De Launay chuckled mirthlessly. “Tell it to the ministry of war!” he sneered. “I’ll say that much for them: in France, to-day, money doesn’t buy commands. Besides, I wouldn’t give a lead two-bit piece for all the rank I could come by that way. I fought for my gold braid – and if they’ve taken it away from me, I’ll not buy it back.”
“There will be other opportunities for distinction,” said Mr. Doolittle, rather feebly.
“For diplomats and such cattle. Not for soldiers. There was a time when I had ambition – there are those who say I had too much – but I’ve seen the light. War, to-day, isn’t what it used to be. It’s too big for any Napoleon. It’s too big for any individual. It’s too big for any ambition. It’s too damn big to be worth while – for a man like me.”
Mr. Doolittle was puzzled and said so.
“Well, I’ll try to make it clear to you. When I started soldiering, it was with the idea that I’d make it a life work. I had my dreams, even when I was a degraded outcast in the Legion. I pursued ’em. They were high dreams, too. They are right in suspecting me of that.
“For a good many years it looked as though they might be dreams that I could realize. I’m a good soldier, if I do say it myself. I was coming along nicely, in spite of the handicap of having come from the dregs of Sidi-bel-Abbes up among the gold stripes. And I came along faster when the war gave me an opportunity to show what I could do. But, unfortunately for me, it also presented to me certain things neither I nor any other man could do.
“You can’t wield armies like a personal weapon when the armies are nations and counted in millions. You can’t build empires out of the levy en masse. You can’t, above all, seize the imagination of armies and nations by victories, sway the opinions of a race, rise to Napoleonic heights, unless you can get advertising – and nowadays a kid aviator who downs his fifth enemy plane gets columns of it while nobody knows who commands an army corps outside the general staff – and nobody cares!
“Where do you get off under those circumstances?
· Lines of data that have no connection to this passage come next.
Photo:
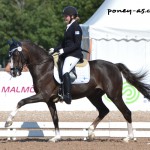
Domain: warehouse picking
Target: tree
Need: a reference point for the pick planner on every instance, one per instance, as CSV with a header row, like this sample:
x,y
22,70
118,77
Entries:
x,y
39,21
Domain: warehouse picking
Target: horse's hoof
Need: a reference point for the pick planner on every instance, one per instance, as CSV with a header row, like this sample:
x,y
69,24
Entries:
x,y
55,139
91,137
8,124
127,139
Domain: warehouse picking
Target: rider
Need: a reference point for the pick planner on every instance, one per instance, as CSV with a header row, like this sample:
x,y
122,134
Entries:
x,y
70,48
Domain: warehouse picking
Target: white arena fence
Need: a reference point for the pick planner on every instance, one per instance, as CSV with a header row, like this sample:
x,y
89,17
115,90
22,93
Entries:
x,y
72,129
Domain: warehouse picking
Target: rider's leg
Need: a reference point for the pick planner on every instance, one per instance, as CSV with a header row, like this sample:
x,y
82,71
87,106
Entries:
x,y
69,63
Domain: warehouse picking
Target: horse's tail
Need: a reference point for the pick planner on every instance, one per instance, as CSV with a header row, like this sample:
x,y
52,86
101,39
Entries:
x,y
135,79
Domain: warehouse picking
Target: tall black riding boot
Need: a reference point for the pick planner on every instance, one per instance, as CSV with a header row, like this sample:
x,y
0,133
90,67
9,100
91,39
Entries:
x,y
67,88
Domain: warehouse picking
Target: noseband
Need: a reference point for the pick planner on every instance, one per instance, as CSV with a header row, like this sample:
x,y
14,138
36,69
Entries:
x,y
17,69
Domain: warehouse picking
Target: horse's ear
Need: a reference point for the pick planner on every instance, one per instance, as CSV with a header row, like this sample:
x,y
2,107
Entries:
x,y
14,41
9,42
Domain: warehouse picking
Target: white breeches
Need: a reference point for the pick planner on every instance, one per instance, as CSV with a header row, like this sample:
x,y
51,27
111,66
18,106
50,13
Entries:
x,y
69,63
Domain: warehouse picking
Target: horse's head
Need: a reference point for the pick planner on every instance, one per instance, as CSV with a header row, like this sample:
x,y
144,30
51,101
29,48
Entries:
x,y
17,60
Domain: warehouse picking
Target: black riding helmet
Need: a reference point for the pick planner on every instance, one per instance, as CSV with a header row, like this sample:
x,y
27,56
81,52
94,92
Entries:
x,y
70,10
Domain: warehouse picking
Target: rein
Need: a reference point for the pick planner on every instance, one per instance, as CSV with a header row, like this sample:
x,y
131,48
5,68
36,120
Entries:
x,y
33,64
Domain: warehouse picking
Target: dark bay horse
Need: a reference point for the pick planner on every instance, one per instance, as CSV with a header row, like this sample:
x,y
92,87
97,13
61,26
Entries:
x,y
105,77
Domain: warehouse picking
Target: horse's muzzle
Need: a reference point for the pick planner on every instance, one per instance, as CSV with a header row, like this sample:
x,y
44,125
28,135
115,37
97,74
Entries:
x,y
15,72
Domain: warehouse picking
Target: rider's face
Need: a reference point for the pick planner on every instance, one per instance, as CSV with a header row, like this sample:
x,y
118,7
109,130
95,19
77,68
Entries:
x,y
67,19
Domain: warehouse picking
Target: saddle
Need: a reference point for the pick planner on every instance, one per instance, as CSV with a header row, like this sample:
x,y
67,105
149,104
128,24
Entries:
x,y
74,73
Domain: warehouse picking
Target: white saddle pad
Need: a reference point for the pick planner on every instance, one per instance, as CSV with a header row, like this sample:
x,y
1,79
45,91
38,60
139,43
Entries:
x,y
83,74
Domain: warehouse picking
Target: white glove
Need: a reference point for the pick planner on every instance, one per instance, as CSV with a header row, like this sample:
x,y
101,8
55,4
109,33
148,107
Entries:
x,y
61,51
51,50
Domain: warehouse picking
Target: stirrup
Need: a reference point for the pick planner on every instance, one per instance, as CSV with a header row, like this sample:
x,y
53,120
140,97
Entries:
x,y
67,98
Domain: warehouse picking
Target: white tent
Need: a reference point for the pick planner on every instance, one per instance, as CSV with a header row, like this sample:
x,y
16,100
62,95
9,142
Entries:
x,y
119,31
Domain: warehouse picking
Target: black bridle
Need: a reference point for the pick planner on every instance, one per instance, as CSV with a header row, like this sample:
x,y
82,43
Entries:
x,y
16,49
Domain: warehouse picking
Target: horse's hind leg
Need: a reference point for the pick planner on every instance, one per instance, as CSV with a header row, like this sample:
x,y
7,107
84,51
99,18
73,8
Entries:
x,y
127,115
96,100
32,99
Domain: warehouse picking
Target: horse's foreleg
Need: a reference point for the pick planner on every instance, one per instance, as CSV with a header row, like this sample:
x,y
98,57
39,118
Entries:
x,y
96,100
53,111
32,99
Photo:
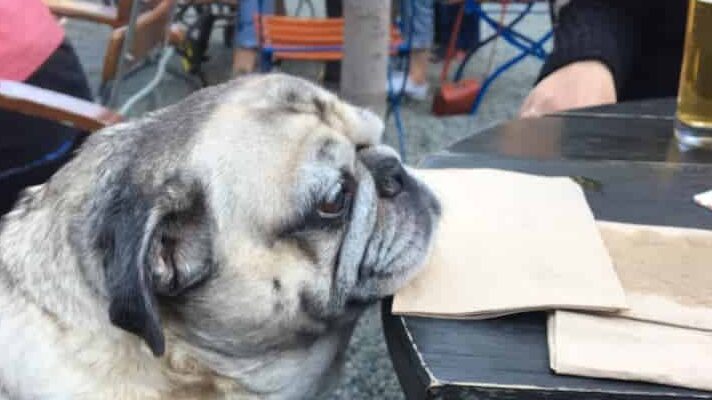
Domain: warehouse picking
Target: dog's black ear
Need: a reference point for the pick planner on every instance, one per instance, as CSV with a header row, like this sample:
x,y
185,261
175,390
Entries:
x,y
153,244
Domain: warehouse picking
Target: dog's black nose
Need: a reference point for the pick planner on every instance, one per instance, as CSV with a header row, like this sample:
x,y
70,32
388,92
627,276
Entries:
x,y
390,178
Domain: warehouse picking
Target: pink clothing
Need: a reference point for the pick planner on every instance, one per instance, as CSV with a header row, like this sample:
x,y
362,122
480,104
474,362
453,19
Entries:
x,y
29,34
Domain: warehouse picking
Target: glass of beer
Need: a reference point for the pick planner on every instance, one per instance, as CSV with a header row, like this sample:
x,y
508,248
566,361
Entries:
x,y
693,125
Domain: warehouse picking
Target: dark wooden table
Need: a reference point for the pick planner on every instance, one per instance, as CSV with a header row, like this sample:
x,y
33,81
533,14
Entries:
x,y
630,150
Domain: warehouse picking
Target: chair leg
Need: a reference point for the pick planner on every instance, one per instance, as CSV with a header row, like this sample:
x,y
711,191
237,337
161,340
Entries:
x,y
166,55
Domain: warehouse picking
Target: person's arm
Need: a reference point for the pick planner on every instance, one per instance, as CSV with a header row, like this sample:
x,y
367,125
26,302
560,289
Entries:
x,y
594,45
I’ll tell you. You get a decoration or two, temporary rank, mention in the Gazette– and regretful demotion to your previous rank when the war is over.
“War, Mr. Doolittle, isn’t half the hell that peace is – to a fellow like me. Peace means the chance to eat my heart out in idleness; to grow fat and gray and stupid; to – oh! what’s the use! It means I’m through– through at forty, when I ought to be rounding into the dash for the final heights of success.
“That’s what’s the trouble with me. I’m through, Mr. Doolittle; and I know it. That’s why I look like this. That’s why money means nothing to me. I don’t need it. Once I was a cow-puncher, and then I became a soldier and finally a general. Those are the things I know, and the things I am fit for, and money is not necessary to any of them.
“So I’m through as a soldier, and I have nothing to turn back to – except punching cows. It’s a comedown, Mr. Doolittle, that you’d find it hard to realize. But I realize it, you bet – and that’s why I prefer to feel sort of low-down, and reckless and don’t-give-a-damnish – like any other cow hand that’s approaching middle age with no future in front of him. That’s why I’m taking to drink after twenty years of French temperance. The Yankees say a man may be down but he’s never out. They’re wrong. I’m down – and I’m out! Out of humor, out of employment, out of ambition, out of everything.”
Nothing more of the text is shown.